China's ZTE Headed To Court Over Possible U.S. Probation Violation
Lawyers for ZTE Corp have been summoned to U.S. federal court in Texas on Monday for a hearing over whether the Chinese telecommunications equipment maker violated probation in connection with an alleged conspiracy to commit visa fraud.
ZTE is on probation in the United States after pleading guilty in Dallas in 2017 to illegally shipping U.S. technology to Iran and North Korea.
The alleged visa fraud stems from a 2021 case in Atlanta, Georgia. ZTE was not charged in that indictment.
A former ZTE research director in New Jersey and a professor at the Georgia Institute of Technology allegedly conspired to bring Chinese nationals to the United States to conduct research at ZTE between at least 2014 and 2018, according to the indictment.
The Chinese nationals came to the United States on J-1 visas, designed for work and study at institutions like Georgia Tech, but allegedly conducted research for ZTE in New Jersey.
The professor, Gee-Kung Chang, has pleaded not guilty. The status of the former ZTE research director, Jianjun Yu, is unclear.
Shares of ZTE Corp in both Hong Kong and Shenzhen fell more than 12% last week after news of the hearing.

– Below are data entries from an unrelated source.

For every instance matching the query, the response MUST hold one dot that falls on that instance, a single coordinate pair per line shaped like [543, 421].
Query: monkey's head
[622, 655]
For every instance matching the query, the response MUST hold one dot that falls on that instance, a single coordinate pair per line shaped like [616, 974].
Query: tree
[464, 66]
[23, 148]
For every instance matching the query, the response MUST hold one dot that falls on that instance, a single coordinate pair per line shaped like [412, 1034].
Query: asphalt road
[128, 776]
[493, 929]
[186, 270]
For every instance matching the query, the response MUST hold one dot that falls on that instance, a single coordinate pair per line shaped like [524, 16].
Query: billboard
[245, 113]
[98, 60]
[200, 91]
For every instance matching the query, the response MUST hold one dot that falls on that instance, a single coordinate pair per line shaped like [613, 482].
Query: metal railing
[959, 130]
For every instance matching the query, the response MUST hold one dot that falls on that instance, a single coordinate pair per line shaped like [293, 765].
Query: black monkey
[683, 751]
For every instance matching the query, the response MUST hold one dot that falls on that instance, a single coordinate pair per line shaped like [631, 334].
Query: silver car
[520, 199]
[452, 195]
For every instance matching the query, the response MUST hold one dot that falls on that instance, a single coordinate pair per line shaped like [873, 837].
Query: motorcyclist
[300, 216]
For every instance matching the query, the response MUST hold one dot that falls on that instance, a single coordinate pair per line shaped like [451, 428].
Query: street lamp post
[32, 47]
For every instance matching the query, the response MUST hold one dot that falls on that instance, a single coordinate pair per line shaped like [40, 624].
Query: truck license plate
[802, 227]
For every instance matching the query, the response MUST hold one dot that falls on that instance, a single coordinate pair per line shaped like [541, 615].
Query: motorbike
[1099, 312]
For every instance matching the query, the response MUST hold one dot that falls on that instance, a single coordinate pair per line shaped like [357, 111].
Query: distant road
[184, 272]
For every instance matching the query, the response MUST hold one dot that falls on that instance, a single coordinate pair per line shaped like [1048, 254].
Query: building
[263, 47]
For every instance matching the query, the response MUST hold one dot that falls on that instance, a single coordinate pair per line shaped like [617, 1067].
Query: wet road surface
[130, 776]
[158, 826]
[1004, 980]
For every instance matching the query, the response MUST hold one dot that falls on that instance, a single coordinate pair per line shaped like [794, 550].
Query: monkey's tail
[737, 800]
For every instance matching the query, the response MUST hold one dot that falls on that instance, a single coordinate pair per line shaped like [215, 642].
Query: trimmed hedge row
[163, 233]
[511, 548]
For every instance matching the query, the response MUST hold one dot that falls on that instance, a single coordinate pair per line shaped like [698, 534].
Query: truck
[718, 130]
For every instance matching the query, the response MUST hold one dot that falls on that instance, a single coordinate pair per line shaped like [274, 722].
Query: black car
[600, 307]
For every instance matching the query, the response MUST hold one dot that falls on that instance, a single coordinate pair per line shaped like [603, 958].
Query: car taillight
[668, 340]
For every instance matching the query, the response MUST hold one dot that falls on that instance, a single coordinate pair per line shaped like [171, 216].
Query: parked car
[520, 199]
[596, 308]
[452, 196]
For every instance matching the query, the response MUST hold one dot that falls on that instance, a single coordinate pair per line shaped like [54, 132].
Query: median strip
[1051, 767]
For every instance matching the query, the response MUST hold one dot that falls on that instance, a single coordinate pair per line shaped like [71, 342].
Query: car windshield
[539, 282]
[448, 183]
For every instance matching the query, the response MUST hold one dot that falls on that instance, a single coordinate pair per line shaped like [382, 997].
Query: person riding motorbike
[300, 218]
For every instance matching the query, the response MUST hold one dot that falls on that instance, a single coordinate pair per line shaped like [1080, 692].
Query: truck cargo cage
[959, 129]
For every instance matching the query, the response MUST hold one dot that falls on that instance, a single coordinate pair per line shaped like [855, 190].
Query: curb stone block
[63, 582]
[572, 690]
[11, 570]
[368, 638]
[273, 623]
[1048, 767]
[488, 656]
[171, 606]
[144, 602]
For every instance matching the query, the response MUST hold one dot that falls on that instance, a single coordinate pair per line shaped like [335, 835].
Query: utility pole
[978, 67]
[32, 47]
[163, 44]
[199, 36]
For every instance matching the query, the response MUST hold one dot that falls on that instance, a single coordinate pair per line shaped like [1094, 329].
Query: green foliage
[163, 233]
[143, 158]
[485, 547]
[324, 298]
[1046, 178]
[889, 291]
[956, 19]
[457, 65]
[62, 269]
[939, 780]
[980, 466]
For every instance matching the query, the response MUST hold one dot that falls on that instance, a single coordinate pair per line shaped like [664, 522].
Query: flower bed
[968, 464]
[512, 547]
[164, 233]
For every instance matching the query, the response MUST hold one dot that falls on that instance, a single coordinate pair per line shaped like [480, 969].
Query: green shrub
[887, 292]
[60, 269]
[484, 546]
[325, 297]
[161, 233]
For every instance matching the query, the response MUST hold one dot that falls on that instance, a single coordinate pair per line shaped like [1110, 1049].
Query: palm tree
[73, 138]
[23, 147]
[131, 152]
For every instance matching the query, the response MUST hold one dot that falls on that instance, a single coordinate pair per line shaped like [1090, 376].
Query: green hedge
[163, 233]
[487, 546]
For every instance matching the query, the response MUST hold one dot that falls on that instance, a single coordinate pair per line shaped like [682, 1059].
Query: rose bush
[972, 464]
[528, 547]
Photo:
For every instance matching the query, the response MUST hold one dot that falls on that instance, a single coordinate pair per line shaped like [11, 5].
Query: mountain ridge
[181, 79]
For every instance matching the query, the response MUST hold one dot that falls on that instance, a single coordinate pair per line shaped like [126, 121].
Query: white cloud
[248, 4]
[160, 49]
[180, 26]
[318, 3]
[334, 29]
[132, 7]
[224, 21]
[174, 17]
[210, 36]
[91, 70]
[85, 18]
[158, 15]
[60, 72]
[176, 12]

In a March 4 notice to the Hong Kong stock exchange, ZTE said Yu left the company years ago, and that no current employee had been charged in the visa case. ZTE said production and operation activities were being carried out normally.
A spokesman for the U.S. Attorney in Atlanta, where the visa case is pending, declined to comment, as did a spokesman for the U.S. Department of Justice in Washington. A lawyer for ZTE did not respond to a request for comment.
ZTE paid $892 million and pleaded guilty in Texas in 2017 to criminal charges for violating U.S. laws that restrict the sale of American-made technology.